2023 single by Josh Ross

"Ain't Doin' Jack" is a song co-written and recorded by Canadian country artist Josh Ross. He co-wrote the track with Mason Thornley, Benjamin Stoll, and Sam Martinez, while Matt Geroux produced it. The song was officially sent to Canadian country radio in November 2023. The song reached number one on the Mediabase Canada Country chart.

==Background==
Ross and his fellow songwriters Mason Thornley, Ben Stoll, and Sam Martinez were on a writing retreat in the Smoky Mountains when they wrote "Ain't Doin' Jack". Stoll had the idea of a song where drinking Jack Daniel's whisky was "not doing the trick to get over the girl" after a break up.
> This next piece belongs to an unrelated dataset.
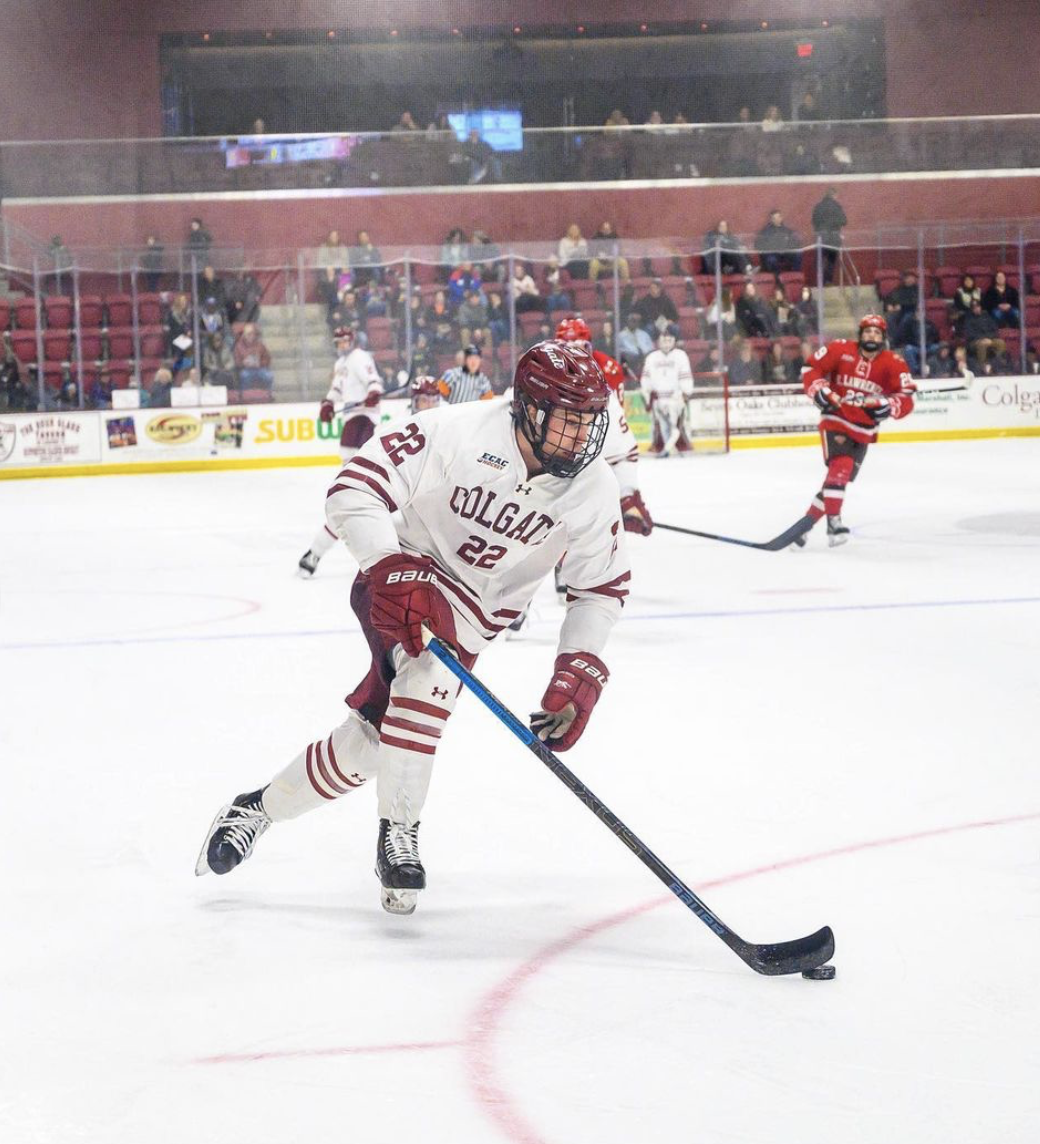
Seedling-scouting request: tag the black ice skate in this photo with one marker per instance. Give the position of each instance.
(398, 866)
(232, 834)
(836, 532)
The four writers initially envisioned the song as a ballad, but during the trip, Ross received news that he would be an opening act on Nickelback's Get Rollin' Tour. This prompted them to reimagine the song as a country rock song that would fit into his live show better.

==Critical reception==
Lesley Janes of The Nash News favourably reviewed the track, stating that the "lyrics are just as easy to gravitate to as the production behind the track", while adding that there is"something about the way Ross sings about going through heartbreak that makes it feel believable". She noted influence of early 2000s rock music and modern country music in the song. Gabby Shukin of CJVR FM called the song "perfect for summer time" and "very catchy", while she also noted the influence of rock music. Jeffrey Kurtis of Today's Country Magazine described the song as "purely built for a live show experience, providing several sing-along and fist pumping moments that wrap around the proper amounts of energy that carry an unmistakable, mosh pit type of build". Bee Delores of Countrypolitan positively reviewed the track, opining that "Ross's raspy vocals give the song even greater emotional weight".

==Music video==
The official music video for "Ain't Doin' Jack" premiered on YouTube on August 7, 2023.

==Credits and personnel==
Credits adapted from AllMusic.

- Jim Cooley – mixing
- Tim Galloway – bass guitar, guitar
- Matt Geroux – drums, keyboard, production, programming, recording
- Sol Littlefield – guitar
- Sam Martinez – composition
- Andrew Mendelson – master engineering
- Josh Ross – composition, primary vocals
- Justin Schipper – guitar
- Benjamin Stoll – composition
- Mason Thornley – composition
- Jake Widenhofer – guitar

==Charts==

Chart performance for "Ain't Doin' Jack"
| Chart (2023–2024) | Peak position |
|---|---|
| Australia Country Hot 50 (The Music) | 26 |
| Canada (Canadian Hot 100) | 69 |
| Canada Country (Billboard) | 2 |

==Certifications==

| Region | Certification | Certified units/sales |
| Canada (Music Canada) | Platinum | 80,000^{‡} |
^{‡} Sales+streaming figures based on certification alone.